Westminster is a model of freethinking compared with Australia's House of Representatives and elected Senate. Rebellion against the party whip is not just frowned upon but banned: any MP who tries it risks expulsion. The result is a form of processed politics that encourages caution and blandness. David Cameron's attempt to modernise the Tories produces puzzled looks from Australian Liberals, still a party of white men sweating slightly in heavy suits and loud striped ties.
Howard himself will soon leave office whether he wins or loses - and he may lose in the most dramatic form possible, since his marginal Sydney seat of Bennelong will swing to Labor if the polls are right. Even if he survives, he faces a fate familiar to Tony Blair. Having long fended off the prime ministerial ambitions of his treasurer Peter Costello, he has been forced by a cabinet revolt to promise to stand down after the election. But Costello is an unconvincing performer with the droopy looks of a fall guy in a New York cop show and a political agenda almost as antique as Howard's.
According to Crosby, "the government is campaigning on the risk associated with change to an inexperienced team". It is a tactic Gordon Brown will surely use in Britain next time - and it might work.
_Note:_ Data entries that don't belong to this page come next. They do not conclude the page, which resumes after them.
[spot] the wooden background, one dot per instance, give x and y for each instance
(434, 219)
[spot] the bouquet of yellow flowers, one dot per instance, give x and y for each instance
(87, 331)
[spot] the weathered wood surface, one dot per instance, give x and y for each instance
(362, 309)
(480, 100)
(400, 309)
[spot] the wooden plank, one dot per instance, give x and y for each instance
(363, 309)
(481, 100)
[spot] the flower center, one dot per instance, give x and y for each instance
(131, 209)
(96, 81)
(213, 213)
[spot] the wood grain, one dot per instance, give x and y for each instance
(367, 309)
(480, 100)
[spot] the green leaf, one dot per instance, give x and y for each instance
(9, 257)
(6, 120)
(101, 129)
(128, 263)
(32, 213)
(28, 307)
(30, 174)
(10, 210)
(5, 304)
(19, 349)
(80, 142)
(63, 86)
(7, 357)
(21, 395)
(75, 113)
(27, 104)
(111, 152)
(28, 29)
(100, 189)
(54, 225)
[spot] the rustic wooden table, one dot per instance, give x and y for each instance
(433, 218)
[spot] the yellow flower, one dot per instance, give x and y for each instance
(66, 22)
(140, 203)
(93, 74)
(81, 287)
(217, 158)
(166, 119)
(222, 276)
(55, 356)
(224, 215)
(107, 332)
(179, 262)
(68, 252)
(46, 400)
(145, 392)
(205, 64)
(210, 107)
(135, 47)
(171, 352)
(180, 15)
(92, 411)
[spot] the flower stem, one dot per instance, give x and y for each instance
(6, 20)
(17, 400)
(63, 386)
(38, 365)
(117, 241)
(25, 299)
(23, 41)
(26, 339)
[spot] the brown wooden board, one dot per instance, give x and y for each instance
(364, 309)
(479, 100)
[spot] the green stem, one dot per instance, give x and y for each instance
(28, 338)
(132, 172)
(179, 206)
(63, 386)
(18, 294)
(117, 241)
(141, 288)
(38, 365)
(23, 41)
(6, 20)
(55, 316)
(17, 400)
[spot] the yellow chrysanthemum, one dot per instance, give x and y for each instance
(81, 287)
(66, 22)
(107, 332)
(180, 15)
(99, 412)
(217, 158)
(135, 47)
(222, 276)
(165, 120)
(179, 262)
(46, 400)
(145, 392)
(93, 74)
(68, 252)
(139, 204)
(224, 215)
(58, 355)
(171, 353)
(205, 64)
But it has allowed the Rudd campaign to set the terms of the debate. The Howard government has proposed an aggressive plan to intervene in Aboriginal affairs. Though it was much-discussed before the campaign, Labor has not challenged its fundamentals. Nor has Australia's presence in Iraq, or the future of the monarchy, caught national attention.
Politicians blame Australia's media culture for the decline in debate, but the fault lies with parties too. They have reduced campaigning to the mechanistic manipulation of numbers - seeking to catch the attention of the sort of disengaged and easily scared wavering voters who do not turn out in Britain but must do so by law in Australia or risk a $20 fine. That leads to turnout of more than 90%, but also crude tactics such as Howard's scare stories over asylum seekers in past elections, and a Liberal leaflet discovered this week that claimed to be from a Muslim group backing suicide bombers and thanking Labor from its support. Howard distanced himself from it quickly.
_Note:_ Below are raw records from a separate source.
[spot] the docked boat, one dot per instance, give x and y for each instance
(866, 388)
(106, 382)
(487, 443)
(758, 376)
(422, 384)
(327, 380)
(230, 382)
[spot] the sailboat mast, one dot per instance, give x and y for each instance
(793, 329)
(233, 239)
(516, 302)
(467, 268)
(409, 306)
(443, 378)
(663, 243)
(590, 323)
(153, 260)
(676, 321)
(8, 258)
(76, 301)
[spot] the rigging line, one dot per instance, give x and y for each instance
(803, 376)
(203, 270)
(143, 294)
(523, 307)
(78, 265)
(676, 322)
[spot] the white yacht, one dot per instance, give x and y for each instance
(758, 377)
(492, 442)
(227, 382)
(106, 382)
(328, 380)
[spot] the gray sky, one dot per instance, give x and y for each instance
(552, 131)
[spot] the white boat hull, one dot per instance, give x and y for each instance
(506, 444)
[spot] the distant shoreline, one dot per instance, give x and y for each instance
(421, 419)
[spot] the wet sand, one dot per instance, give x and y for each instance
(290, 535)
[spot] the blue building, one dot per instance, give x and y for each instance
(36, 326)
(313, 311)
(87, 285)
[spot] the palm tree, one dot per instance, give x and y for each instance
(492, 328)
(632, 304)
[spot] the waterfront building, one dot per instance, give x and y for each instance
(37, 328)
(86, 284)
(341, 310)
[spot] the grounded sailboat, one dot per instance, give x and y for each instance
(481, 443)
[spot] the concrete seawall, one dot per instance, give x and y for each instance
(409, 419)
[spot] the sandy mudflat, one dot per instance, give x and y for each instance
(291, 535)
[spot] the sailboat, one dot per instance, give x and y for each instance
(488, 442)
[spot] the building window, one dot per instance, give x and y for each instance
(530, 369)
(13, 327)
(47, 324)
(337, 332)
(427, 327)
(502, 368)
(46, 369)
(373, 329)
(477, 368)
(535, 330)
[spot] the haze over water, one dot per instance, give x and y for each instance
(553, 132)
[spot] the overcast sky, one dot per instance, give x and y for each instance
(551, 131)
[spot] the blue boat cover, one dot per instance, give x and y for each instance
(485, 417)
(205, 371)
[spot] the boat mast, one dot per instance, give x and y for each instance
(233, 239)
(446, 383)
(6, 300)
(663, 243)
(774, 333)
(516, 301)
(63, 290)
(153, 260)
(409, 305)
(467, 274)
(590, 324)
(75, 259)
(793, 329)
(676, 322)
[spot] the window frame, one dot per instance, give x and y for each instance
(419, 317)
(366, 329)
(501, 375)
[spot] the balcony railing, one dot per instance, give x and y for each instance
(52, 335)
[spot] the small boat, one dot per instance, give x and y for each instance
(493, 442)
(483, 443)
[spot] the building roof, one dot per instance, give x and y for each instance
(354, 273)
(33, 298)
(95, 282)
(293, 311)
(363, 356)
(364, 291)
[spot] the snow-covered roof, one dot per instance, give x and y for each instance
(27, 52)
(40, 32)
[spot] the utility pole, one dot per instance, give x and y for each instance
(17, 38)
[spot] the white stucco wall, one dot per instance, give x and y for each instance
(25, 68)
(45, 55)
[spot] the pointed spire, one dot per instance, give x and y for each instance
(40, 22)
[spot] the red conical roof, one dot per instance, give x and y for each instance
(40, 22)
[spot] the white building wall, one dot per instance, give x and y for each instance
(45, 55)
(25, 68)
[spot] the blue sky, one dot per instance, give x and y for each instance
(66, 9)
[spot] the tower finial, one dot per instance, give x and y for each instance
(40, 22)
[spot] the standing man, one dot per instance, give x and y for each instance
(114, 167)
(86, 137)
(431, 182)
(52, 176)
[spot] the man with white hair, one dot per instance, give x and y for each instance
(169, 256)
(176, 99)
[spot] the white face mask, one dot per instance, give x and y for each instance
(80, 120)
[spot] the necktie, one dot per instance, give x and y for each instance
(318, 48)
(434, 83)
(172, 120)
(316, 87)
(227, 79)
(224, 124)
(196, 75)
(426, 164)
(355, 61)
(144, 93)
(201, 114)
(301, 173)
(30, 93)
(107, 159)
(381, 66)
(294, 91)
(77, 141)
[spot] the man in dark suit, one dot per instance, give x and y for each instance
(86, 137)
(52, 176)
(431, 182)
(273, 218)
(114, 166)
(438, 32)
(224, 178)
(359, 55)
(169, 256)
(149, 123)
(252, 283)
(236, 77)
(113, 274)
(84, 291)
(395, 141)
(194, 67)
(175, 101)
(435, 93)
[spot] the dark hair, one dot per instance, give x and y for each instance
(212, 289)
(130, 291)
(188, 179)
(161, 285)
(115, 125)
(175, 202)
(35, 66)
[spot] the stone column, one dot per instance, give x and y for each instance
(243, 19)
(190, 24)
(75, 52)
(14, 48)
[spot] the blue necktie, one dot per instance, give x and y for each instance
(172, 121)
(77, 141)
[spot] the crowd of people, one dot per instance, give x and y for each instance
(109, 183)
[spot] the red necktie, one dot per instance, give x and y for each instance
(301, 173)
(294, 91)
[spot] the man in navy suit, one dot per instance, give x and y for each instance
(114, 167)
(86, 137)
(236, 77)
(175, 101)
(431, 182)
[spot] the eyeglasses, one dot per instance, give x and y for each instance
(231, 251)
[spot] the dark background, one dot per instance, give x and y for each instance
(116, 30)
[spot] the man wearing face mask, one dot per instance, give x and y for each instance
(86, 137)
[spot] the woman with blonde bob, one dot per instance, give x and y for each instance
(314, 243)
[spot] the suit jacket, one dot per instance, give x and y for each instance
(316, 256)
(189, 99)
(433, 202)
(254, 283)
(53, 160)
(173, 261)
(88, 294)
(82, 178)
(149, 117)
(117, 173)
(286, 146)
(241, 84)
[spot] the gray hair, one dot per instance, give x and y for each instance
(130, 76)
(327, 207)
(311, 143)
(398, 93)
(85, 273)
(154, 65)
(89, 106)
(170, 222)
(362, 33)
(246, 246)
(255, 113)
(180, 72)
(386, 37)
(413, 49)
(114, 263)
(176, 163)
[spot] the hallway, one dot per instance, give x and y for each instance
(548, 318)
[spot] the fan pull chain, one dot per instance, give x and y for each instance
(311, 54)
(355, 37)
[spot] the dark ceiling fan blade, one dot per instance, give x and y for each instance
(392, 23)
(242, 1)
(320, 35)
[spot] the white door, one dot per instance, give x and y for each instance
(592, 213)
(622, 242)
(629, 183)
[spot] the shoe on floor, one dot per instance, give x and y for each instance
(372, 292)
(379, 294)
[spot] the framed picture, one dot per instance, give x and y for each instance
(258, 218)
Labor has also indulged in attention-grabbing: Rudd exposed himself to an interview in which he was asked whether he would win a bar fight against Howard, and who he "might turn gay for". "My wife," he replied - which led the host to ask, not unreasonably, if she was therefore a man.
That demeaning of debate is common to many modern democracies: caught on camera seemingly eating his own earwax, Rudd faced mockery. The British tabloids would surely do the same to Cameron or Brown. Underneath all this there is a serious election trying to escape: it's about a society that is more prosperous than ever, but uncomfortable about the effect of prosperity on the way people live and on the planet's ecosystem.
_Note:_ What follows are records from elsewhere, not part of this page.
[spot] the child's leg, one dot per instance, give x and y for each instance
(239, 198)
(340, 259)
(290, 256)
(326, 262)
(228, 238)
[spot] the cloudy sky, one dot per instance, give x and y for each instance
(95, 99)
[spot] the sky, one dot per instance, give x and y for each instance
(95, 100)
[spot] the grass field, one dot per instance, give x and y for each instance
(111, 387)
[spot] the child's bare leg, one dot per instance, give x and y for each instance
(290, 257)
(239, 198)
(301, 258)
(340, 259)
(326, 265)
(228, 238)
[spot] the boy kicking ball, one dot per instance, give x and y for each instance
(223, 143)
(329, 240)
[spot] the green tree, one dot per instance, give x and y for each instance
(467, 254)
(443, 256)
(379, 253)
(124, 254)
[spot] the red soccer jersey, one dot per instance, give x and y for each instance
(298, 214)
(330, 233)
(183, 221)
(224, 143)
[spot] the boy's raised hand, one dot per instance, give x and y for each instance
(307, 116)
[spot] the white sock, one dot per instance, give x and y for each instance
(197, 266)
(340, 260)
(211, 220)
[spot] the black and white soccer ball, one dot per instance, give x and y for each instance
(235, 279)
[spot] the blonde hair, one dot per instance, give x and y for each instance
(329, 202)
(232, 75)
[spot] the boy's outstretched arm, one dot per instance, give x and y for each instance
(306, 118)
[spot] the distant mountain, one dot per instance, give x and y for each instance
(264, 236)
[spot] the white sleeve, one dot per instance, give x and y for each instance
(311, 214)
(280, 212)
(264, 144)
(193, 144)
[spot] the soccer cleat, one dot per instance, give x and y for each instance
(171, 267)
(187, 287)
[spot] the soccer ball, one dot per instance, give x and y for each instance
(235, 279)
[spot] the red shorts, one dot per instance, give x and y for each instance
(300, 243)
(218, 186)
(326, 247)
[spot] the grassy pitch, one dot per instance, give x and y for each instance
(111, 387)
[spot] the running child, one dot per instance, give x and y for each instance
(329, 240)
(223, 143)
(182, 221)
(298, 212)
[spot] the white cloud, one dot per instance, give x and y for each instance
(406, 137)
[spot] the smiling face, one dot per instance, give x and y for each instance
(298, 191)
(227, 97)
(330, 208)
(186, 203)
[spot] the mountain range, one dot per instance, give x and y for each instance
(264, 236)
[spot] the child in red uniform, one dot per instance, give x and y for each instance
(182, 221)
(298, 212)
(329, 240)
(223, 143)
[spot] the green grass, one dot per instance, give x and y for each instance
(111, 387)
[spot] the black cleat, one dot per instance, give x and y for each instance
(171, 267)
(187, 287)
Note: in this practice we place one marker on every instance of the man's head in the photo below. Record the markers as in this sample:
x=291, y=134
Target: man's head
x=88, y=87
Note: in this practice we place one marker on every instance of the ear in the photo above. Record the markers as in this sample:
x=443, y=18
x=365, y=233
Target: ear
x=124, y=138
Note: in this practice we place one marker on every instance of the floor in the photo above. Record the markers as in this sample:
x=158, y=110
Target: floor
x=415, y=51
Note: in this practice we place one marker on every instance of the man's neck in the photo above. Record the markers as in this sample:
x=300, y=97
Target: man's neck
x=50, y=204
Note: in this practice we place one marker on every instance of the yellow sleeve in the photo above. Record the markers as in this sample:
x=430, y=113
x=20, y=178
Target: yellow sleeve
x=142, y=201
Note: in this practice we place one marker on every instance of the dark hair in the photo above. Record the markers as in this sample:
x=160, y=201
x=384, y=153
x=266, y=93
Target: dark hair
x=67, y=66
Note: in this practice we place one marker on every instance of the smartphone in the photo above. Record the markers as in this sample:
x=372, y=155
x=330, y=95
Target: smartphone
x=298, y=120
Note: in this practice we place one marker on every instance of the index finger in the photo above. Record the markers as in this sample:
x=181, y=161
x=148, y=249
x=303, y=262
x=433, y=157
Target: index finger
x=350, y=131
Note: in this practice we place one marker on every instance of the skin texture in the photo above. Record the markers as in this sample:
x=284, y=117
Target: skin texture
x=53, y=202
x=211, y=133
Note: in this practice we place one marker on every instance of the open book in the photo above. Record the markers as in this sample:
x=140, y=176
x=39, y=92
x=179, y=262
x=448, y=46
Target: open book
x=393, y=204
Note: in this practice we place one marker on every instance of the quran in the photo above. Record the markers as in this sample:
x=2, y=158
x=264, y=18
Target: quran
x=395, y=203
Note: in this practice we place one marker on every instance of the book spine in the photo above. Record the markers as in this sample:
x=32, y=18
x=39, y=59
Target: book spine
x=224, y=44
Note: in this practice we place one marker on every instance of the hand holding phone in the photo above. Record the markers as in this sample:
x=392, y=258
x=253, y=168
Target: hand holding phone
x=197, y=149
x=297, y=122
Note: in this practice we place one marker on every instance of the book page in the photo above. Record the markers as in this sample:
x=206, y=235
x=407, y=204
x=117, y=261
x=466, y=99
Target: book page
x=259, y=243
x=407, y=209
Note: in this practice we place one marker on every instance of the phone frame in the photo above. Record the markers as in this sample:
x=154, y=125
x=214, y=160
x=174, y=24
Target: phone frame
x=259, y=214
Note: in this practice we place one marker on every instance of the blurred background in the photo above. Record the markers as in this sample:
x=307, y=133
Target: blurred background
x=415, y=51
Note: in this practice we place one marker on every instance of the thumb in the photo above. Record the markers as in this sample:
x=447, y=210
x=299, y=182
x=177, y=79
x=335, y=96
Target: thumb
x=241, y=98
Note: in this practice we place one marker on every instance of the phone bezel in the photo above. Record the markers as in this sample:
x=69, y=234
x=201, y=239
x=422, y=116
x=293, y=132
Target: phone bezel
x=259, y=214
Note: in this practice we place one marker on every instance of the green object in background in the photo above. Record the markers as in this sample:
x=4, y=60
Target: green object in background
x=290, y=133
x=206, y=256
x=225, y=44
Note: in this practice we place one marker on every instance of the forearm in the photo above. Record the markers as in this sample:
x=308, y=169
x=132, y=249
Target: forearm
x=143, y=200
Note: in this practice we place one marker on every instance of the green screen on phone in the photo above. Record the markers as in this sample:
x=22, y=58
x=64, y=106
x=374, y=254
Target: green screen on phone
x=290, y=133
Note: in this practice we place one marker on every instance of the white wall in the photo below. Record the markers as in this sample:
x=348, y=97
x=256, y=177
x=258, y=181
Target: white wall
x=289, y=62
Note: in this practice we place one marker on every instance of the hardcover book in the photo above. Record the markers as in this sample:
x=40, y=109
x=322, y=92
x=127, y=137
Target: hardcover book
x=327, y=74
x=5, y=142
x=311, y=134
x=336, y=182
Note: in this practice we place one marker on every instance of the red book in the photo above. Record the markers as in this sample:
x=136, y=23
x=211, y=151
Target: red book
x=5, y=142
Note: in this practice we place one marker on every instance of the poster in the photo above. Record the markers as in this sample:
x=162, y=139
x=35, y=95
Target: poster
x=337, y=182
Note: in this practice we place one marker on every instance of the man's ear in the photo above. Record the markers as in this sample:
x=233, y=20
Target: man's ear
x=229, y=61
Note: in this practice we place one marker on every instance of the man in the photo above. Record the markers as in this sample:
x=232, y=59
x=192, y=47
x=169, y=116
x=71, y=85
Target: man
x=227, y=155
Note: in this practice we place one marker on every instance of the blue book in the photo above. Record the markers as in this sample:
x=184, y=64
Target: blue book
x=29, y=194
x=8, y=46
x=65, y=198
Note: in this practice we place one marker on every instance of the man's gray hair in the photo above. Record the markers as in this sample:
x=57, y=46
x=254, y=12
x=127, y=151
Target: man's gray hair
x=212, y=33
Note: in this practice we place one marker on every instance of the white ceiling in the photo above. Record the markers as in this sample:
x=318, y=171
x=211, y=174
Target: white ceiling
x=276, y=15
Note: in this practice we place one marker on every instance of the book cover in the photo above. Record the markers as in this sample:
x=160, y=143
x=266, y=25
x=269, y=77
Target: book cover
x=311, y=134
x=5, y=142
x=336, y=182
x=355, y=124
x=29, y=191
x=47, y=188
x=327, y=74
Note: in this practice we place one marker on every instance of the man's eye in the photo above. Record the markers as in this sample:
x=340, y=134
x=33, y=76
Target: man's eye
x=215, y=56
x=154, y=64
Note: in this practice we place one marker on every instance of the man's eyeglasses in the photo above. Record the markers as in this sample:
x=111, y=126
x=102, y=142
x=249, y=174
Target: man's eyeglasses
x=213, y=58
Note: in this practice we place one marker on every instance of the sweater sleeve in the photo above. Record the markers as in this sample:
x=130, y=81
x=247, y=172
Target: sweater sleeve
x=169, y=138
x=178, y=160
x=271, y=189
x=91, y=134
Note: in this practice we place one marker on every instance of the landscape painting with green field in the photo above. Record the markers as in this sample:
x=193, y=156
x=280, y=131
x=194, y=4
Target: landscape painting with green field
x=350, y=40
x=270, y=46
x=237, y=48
"The Howard government has degenerated and is purely obsessed with its own re-election," says Lindsay Tanner, the Labor MP for inner-city Melbourne, a seat where the Green party is also strong. He is hopeful that the necessary superficialities of a campaign will not prevent the election of a government that can respond to environmental and social change. "We have been disciplined and focused and kept political attention on critical issues, with climate change and Workchoices employment legislation as the most obvious priorities," he says.
Back in Tasmania, Gunns claim that its timber industry will be part of this sustainable future. If elected, Labor will have to decide if it agrees. It will not have much time to think. Logging of new sections of native forest is set to start on Monday. Work on the pulp mill will begin within weeks.